# Valerie Kate - Mother's Day Baby!



## JennyLynn512

Well, Valerie arrived earlier than expected! I was scheduled for a c-section on Wednesday the 14th, but she had other plans! :) She was born on May 11, weighing 8 lbs. 6 oz. and was 21 1/2 inches long. Here's the details of what happened: 

Saturday night I went to bed around 11pm with bad pains and exhaustion. DH came to bed later and when he did, I got woken up to notice that my cramps/pains were still there. I rolled over to the other side, got comfortable, and fell back to sleep. Around 3am I felt this incredible sensation to use the restroom so I went. As I wiped, my toilet paper was filled with blood and I began to freak out, yelling for DH to come here. I was having intense pains coming and going and with the blood, I knew something wasn't right. So I called the doctor and they had me come on in to Labor and Delivery. We got there around 4am. 

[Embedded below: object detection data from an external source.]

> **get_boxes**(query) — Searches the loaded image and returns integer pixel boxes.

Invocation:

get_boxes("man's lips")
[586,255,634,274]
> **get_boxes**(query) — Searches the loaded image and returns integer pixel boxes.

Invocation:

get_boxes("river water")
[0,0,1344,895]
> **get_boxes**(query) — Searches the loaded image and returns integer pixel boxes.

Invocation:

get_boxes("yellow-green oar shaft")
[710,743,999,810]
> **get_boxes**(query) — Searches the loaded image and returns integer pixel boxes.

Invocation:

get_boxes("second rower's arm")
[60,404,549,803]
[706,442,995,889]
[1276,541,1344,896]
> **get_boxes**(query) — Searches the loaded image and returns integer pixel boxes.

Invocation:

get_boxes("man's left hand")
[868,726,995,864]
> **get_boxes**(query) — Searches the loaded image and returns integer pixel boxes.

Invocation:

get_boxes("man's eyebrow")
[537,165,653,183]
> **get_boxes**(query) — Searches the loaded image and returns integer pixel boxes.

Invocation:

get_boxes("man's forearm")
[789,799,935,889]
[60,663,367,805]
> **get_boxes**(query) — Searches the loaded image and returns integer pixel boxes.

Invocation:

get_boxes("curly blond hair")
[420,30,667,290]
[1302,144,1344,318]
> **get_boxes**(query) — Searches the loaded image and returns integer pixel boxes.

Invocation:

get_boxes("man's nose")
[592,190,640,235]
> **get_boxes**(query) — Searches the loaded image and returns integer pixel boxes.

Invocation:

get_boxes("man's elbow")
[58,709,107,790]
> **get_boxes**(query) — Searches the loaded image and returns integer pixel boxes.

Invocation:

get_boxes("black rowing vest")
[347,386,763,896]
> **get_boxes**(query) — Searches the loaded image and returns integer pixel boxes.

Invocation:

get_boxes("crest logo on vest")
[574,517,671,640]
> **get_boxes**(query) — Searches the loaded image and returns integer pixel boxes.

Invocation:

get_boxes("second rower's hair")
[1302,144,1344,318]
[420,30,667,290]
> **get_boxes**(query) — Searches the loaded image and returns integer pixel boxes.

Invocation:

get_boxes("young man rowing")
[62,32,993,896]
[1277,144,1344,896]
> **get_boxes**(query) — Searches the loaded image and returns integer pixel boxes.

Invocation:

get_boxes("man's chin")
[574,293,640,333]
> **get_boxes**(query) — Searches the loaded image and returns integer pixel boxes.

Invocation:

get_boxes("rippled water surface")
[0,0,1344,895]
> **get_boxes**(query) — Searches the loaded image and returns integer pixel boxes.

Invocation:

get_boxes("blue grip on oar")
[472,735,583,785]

When I got there, they hooked me up to the monitor and noticed that I was having contractions 5-6 minutes apart. I was only 1 cm dilated still, so they just thought they'd watch me for a little bit. By 6am she came back in to check me and noticed my contractions were coming 2-3 minutes apart and I had dilated to 2 cm. So she let the doctor know; he came in and said, "Well, let's go ahead and do the c-section today." He said it with such ease and simplicity, I was like; ok when will we do it. He says, Here within the next hour. Suddenly it hit me...I was going to have this little girl today.

Three nurses came in and began prepping me for surgery. The IV, shaving, paperwork, and all that jazz. Eventually the wonderful epidural guy came in and I felt myself began to panic. But let me explain something, I can full-heartedly say that my IV in my arm hurt worse then the epidural!! Once that was in, I was in heaven and was waiting to start the surgery. Went in about 8:15 and our little girl came into the world at 8:29am. It was simply amazing and I didn't mind having the c-section at all. I have been recooperating and doing well. It has been painful and hard, but they sent me home today (Tuesday) because I've been doing so well. HOpefully it continues.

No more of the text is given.